I was listening to a podcast called Pitchfork Economics, when Thomas Picketty’s theory about the cause of inequality in capitalist economies came up (Wikipedia: “the rate of capital return in developed countries is persistently greater than the rate of economic growth, and that this will cause wealth inequality to increase in the future”). It’s a valid thesis, the podcasters said, but a better explanation can be found by playing the game of Monopoly, which was designed to teach kids about capitalism and how it works. The outcome of every game is that one person ends up with all the money and everyone else ends bankrupt.
Just a game you say? Maybe not.
According to Nick Hanauer, the host of the podcast, Monopoly and capitalism are both “non-ergotic systems,” governed by path-dependence (past events or decisions constrain later events or decisions), luck, and the compounding of advantages and disadvantages.
Not all games are non-ergotic, they noted. Two equally skilled tic tac toe contestants will always end in a tie. Two good checkers players will end up winning an equal number of games over time. Those games are ergotic.
One difference between Monopoly and capitalism, Hanauer says: Monopoly is more meritocratic since every player begins with an equal amount of money. At the start of adult life in American capitalism, there is a huge gulf between the best and worst off of us. To replicate that system in the game, one player would start with $1.5 million, they estimate, another would start off in debt. Most everyone else would be arranged above and below the median for 20-year olds (it's $13,900 for Americans under 35, according to one source, for for 20-year-olds, who knows?).
Also, in actually-existing capitalism, once you get enough money you can spend it to change the rules in your favor.
The next day I happened to catch the NPR show, “Throughline,” on the history of Monopoly. It was invented by Lizzie Magie, and patented in 1904 as “The Landlord Game,” to teach players “how rents enrich property owners and impoverish tenants” (Wikipedia). Today we seem to think of the game as a celebration of capitalism, but that was not Magie’s intent. She was a devotee of Henry George, a popular critic of free-market capitalism during the Gilded Age, and hoped playing the game would increase support for redistributive policys like George’s single tax on land. She also developed an alternate set of rules designed to show how a more just system would work (every player was rewarded when wealth increased in society).
I forwarded a version of this post to two economics teachers I know. Maybe they will have their students play Monopoly.

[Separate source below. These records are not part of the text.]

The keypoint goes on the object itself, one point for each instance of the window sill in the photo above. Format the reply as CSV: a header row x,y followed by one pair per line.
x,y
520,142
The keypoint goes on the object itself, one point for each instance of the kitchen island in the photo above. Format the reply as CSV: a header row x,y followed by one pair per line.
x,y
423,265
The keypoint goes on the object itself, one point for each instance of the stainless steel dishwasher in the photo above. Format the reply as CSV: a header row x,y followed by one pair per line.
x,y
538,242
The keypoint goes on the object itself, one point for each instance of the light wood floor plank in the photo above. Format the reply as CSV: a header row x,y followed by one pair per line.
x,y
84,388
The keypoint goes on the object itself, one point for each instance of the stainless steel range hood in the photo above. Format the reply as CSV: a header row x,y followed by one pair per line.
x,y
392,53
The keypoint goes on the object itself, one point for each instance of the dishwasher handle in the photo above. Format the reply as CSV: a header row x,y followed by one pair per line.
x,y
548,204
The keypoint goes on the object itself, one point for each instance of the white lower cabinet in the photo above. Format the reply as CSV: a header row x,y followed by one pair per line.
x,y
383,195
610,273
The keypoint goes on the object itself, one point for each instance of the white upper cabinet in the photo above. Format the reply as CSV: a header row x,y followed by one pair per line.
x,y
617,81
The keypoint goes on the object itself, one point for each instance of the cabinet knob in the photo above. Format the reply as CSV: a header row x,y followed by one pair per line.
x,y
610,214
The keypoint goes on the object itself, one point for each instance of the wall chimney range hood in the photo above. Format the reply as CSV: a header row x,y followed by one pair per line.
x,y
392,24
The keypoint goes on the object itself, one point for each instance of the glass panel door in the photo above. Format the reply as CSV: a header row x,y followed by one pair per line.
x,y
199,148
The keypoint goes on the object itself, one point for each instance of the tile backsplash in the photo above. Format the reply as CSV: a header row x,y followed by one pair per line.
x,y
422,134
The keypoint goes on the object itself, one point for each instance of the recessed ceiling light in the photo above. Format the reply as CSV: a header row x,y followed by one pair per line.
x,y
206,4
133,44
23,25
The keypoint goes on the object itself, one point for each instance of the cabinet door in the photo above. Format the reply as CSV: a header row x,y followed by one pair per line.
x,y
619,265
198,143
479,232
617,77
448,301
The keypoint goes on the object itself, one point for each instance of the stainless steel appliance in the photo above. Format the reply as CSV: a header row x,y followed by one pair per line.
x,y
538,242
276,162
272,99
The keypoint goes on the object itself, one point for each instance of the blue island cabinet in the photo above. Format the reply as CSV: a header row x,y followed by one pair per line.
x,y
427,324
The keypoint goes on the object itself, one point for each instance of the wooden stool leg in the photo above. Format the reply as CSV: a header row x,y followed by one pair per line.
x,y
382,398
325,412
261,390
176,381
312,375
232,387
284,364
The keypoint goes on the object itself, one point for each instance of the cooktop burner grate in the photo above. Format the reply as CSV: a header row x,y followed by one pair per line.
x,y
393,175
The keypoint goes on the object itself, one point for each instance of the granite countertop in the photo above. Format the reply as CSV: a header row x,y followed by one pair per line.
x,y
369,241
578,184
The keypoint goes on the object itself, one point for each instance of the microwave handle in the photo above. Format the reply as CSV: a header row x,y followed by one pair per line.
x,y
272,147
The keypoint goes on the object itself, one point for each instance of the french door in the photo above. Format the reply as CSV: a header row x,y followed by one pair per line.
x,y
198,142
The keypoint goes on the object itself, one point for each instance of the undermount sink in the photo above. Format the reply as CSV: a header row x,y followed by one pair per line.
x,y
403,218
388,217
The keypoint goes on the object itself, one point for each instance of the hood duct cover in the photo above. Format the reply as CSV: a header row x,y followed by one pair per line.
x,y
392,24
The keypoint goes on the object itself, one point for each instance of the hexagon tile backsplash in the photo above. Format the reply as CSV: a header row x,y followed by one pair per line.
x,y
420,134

The Throughline episode also convinced me that Henry George probably deserves more attention than I give him in the winter term of US history.
Mary Pilon, The Monopolists: Obession, Fury, and the Scandal Behind the World’s Favorite Game.
"Do not Pass Go,” Throughline, June 30, 2022. Also interesting from the episode: During the Depression, Charles Darrow claimed to have invented the game in his basement (he was taught the rules by a friend) and sold it to Parker Brothers in 1934. Magie sued for patent infringement and was awarded a meger $500 for rights to the game. She mistakenly thought the Parker Brothers’ version would advance her anti-capitalist goals. In 1973, Ralph Anspach created a game he called “Anti-Monopoly” and was then sued by Parker Brothers.
“Ask Nick Anything,” Pitchfork Economics, July 5, 2022, @17:45-24:10
See also, on non-ergonomic systems:
Jason Zweig, “Disturbing New Facts About American Capitalism,” Wall Street Journal, March 3, 2017.
“Winner take all," Ergodicity Economics, March 6, 2017.